Pudimat Rainer, Schukat-Talamazzini Ernst-Günter, Backofen Rolf
Institut für Informatik, Friedrich-Schiller-Universität Ernst-Abbe-Platz 3, D-07743 Jena, Germany.
Bioinformatics. 2005 Jul 15;21(14):3082-8. doi: 10.1093/bioinformatics/bti477. Epub 2005 May 19.
The identification of transcription factor binding sites in promoter sequences is an important problem, since it reveals information about the transcriptional regulation of genes. For analysing transcriptional regulation, computational approaches for predicting putative binding sites are applied. Commonly used stochastic models for binding sites are position-specific score matrices, which show weak predictive power.
We have developed a probabilistic modelling approach, which allows to consider diverse characteristic binding site properties to obtain more accurate representations of binding sites. These properties are modelled as random variables in Bayesian networks, which are capable of dealing with dependencies among binding site properties.
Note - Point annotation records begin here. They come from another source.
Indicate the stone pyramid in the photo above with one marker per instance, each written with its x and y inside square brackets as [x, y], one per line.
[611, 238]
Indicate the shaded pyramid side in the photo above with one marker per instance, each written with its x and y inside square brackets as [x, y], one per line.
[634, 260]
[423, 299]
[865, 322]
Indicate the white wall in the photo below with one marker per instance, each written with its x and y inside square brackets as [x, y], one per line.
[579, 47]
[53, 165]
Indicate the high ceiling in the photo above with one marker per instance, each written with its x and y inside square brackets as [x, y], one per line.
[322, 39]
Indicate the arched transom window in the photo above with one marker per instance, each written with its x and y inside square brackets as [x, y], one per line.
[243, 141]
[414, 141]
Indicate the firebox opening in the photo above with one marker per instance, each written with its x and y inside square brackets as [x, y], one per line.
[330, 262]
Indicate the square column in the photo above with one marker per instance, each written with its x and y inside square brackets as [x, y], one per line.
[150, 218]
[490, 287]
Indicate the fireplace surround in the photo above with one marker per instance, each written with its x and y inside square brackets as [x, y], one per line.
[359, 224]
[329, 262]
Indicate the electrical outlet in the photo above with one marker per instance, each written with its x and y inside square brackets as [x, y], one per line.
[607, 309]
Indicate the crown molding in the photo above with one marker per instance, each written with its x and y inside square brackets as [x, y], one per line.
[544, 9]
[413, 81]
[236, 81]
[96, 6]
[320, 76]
Cross-validation on several datasets shows improvements in the false positive error rate and the significance (P-value) of true binding sites.
识别启动子序列中的转录因子结合位点是一个重要问题,因为它揭示了有关基因转录调控的信息。为了分析转录调控,人们应用了预测假定结合位点的计算方法。常用的结合位点随机模型是位置特异性得分矩阵,其预测能力较弱。
我们开发了一种概率建模方法,该方法能够考虑不同的特征结合位点属性,以获得更准确的结合位点表示。这些属性在贝叶斯网络中被建模为随机变量,贝叶斯网络能够处理结合位点属性之间的依赖性。在多个数据集上进行的交叉验证显示,误报率和真实结合位点的显著性(P值)均有改善。